Good Day, Please stop worrying. Perhaps if I try to explain the
cholesterol issue a little clearer, you will understand. Your 70 mg increase is quite a jump in your LDLs, which is undesirable as you know. Limiting fat is not the only answer to lowering your
lipids.
You say you have eaten almost 0 fat gram, perhaps if you had some guidelines it would help you. The formal recommendations now do not focus on total fat as much as they do on the elimination of
trans fat, increasing good fats in place such as virgin olive oil, canola oil, etc. I don't like my clients to eat more than 7% of their calories as
saturated fat because saturated fat is used in the body to make its own bad fats. I cannot give specific guidelines as I do not have a height, weight or age on you.
Switch your starch intake over to substituting oat based fiber for as many things as you can as soluble fiber will help decrease LDLs, cholesterol and many other things we dont want in our blood. Switch to cheerios, oatmeal, oat bread,etc. If you can take fish oil, studies have proven that fish oil will help you lower your blood fats.

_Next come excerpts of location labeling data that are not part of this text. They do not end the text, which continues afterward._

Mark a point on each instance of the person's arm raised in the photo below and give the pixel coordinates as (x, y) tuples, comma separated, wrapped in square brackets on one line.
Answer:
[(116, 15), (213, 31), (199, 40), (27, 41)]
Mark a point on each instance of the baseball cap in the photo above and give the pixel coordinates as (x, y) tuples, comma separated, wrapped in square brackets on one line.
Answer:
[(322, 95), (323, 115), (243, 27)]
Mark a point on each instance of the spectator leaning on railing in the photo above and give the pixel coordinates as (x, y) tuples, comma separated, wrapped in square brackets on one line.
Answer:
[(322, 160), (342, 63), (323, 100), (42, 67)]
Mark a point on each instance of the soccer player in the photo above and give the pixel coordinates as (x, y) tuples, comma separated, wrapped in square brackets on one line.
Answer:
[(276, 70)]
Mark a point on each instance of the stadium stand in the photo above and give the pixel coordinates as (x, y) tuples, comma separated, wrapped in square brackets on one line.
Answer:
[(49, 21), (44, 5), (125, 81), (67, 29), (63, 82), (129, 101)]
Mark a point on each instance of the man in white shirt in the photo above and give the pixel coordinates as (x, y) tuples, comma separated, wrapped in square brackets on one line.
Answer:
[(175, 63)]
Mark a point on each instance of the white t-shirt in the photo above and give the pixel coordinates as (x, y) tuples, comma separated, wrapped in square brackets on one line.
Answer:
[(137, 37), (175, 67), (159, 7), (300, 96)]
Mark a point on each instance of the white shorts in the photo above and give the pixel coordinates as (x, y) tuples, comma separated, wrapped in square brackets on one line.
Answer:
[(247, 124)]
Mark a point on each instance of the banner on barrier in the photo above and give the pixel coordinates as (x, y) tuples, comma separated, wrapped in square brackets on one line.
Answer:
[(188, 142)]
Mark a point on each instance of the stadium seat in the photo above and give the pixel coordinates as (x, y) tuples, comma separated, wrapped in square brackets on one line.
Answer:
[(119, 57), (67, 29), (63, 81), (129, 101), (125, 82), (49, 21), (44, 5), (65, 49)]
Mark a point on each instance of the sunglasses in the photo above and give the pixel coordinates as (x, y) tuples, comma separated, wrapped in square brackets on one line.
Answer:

When you get your follow-up
lipid profile, please send in all the values not just one, note your blood sugar as well, how much weight you have lost and lets take a look at how your lipids vs. weight have progressed. Please include medications, supplements and a sample one day food intake and ask for me.
I am willing to follow you and assist as I can after I receive more information. It would be best if you could come through the specialty virtual clinic office I have here. Thank you for choosing HCM. Kathryn Shattler, MS,RDN
Sometimes it is not what we take out of our diet, but what we fail to put in.
To calculate how much total fat would be a balance for you, take .3 and multiply by total caloric intake. Take that amount and divide it by 9 kcal/gram and that will give you your grams total fat. Less than 7% of that should come from saturated fat alone.